Seljan donne une origine à la fête du Bonfim de Porto-Novo différente de tous les autres auteurs. Selon elle, la fête « a été initiée par feu Rosalino, frère de notre chère amie Maria Ojelabi, bahianaise de Nazareth, qui est arrivée ici jeune fille en 1899264 ». Soit selon Guran, ou encore dans les conversations que j’ai eues avec Auguste Amaral, la fête aurait été introduite par Simplice Gonzalo. Dans son récit concernant Porto-Novo en 1963, Seljan, donne une information dont elle est la source unique, l’année de début des festivités :

« À la place d’honneur, sur des tapis, on a placé des fauteuils et des petites tables. L’orchestre de pandeiros (tambourins), cuïa (calebasse) et tambour est resté à l’autre extrémité.

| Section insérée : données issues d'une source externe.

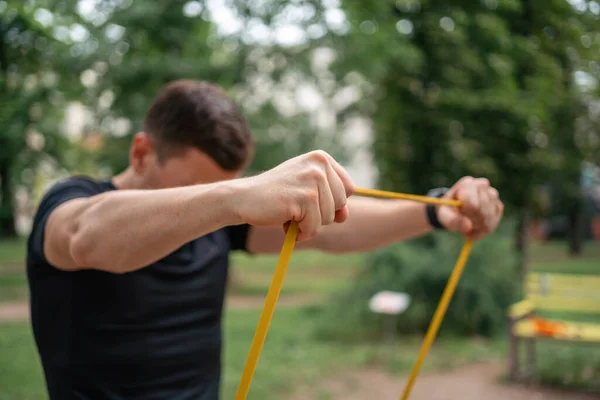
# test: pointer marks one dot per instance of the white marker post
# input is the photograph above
(390, 304)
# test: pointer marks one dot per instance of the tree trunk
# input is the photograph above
(7, 210)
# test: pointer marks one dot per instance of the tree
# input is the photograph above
(31, 93)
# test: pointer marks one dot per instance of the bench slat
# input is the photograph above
(559, 330)
(563, 292)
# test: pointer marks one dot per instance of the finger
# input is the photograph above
(338, 190)
(343, 175)
(309, 225)
(468, 194)
(342, 215)
(326, 202)
(454, 220)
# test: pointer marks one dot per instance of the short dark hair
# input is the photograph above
(188, 113)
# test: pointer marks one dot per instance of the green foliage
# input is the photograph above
(579, 365)
(487, 287)
(484, 88)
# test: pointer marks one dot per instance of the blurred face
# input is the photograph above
(190, 167)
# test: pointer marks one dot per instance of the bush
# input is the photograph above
(490, 283)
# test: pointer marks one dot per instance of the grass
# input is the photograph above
(291, 356)
(12, 251)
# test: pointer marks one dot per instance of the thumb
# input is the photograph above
(455, 221)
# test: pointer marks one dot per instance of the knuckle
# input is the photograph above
(484, 182)
(319, 156)
(316, 173)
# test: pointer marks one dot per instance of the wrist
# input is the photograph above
(432, 211)
(225, 198)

Nous étions les amis brésiliens qui, pour la première fois depuis quatre-vingts ans, arrivaient pour la fête. L’émotion et l’expectative des présents se sont manifestées par des longs applaudissements et des "viva" lorsque nous sommes arrivés. Tous ont criés en portugais : "boa festa Iaiá ! Boa festa Ioiô !" » [Bonne fête iaia, Bonne fête ioio].

On n’a pas plus de détails sur la raison pour laquelle Seljan dit que cela se serait passé depuis « quatre-vingts ans ». Pourtant, si le chiffre est précis, il nous renvoie à l’année 1883. Casimir D’Almeida aurait-il transmis au couple que celle-ci serait la date du

début de la fête dans la ville ? En tout cas, il est remarquable (et assez possible) que les premiers visiteurs du Brésil à assister à la fête aient été le couple Olinto-Seljan, du moins ils le sont dans les représentations de cette génération d’Agudàs. Ensuite, l’auteur fait une remarque curieuse :

« Casimiro de Almeida m’a expliqué que "burrinha" est l’âne, soit l’animal le plus intelligent. Et dans un pays où il n’y a pas de chevaux il a dû être valorisé davantage ».

Plus tard, Casimir D’Almeida, avec du champagne, marque bien la distinction, son statut social :

« La musique s’est arrêtée, quelques dames âgées (senhoras) sont venues nous saluer. Casimiro de Almeida nous a offert du champagne et du gâteau. Le peuple a eu de la bière.

Une samba en cercle (Samba de Roda) a commencée ; il n’y avait que les femmes qui dansaient, et cela a duré un certain temps. De nouveaux vers en portugais ont été chantés265 ». Seljan décrit la messe du dimanche du Bonfim, puis le pique-nique qui s’ensuit. Les séparations des familles à l’intérieur de la réunion de la communauté se font bien clairement :

« Le clan des Almeida, avec des amis et la parentèle s’est assis sur une bâche et de l’autre côté sont restés les gens des Silva. La rivalité entre les familles n’est pas très importante. Les membres de l’un et de l’autre clan ont fraternisé avant le déjeuner (...)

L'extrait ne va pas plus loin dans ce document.